Floris Grootenboer, Business Administration student

Aitken concludes: “The way I see it, the faculty should ensure that master programmes remain more accessible by not only selecting candidates on the basis of their average mark, but also looking at their CVs and motivation – the way they currently do at ESHCC. This allows you to also give motivated students who earn slightly lower marks a chance to enrol, so that master programmes aren’t just for the lucky few. I would greatly prefer this situation. Because after all, students haven’t studied for three years within that specific faculty for nothing. They have been specifically prepared for those master programmes – in contrast with outside candidates. Furthermore, if students are forced to go to a different faculty or university against their will, this is hardly good for their motivation either. They will have to get used to a completely different educational environment.”

Some people are less worried about the universal adoption of selection criteria. “If universities start overdoing it, they probably won’t be left with enough students as a source of income,” says History student Roy Sierens (24). Business Administration student Floris Grootenboer (21) agrees. “The Dutch government will never let things get that far, because it will only give Dutch students another reason to go abroad.” Indeed, the Minister of Education, Culture and Science, Jet Bussemaker, has guaranteed that graduated bachelor students will at any case be able to enrol in one master programme at a Dutch university.

Image credit: EUR

Escape route

The new measures mean that as an ESHCC or RSM student, you need to make more of an effort to be admitted to one of their master programmes. Nevertheless, RSM still offers an escape route of sorts. Students whose average falls short of the mark can yet be accepted after passing an admission test. Moreover, RSM students who started on their bachelor programme in the 2014-2015 academic year or earlier fall under a transitional arrangement. They can choose to leave their first-year marks out of the tally. “When these students started on their bachelor programme, they couldn’t know that as of 2017, we would be adopting admission requirements for all our master programmes,” explains Van de Graaf.

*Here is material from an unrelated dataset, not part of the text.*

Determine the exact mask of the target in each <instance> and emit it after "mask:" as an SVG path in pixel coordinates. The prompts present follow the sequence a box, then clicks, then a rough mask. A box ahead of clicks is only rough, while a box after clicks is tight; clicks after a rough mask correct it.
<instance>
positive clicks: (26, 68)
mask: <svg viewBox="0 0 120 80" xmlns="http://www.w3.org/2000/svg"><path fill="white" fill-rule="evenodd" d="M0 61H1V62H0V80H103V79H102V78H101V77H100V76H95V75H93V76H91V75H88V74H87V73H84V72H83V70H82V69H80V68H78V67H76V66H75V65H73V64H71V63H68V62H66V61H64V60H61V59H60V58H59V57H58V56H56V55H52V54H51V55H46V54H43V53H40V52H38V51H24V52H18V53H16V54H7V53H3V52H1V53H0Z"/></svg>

EUR’s remaining six faculties offer the graduates of their bachelor programmes at least one master programme to enrol in without further restrictions. Still, these faculties have all adopted selection criteria for one or more of their master programmes too.

Would you like to know which master programmes in the 2017-2018 academic year automatically admit you as a graduate from an aligned bachelor programme within the same faculty, and which don’t? Then check out the chart below. This shows that both the institute of Health Policy & Management (iBMG) and the Faculty of Philosophy (FW) also only have one master programme without additional selection criteria. Except for their Research Master programmes, the other four faculties generally don’t have any further restrictions in place for their admissions.

Aitken definitely plans to attend the Mastervoorlichtingsdag on 24 November. “I would like to hear from students in person just how demanding the History of Society master programme is. Do they still have a life besides their study? And I’ll also be looking into the master programmes at RSM. During the information day, I hope to gain a clearer picture of the precise admission requirements that apply to ESHCC students there. I may be required to do a few extra subjects.”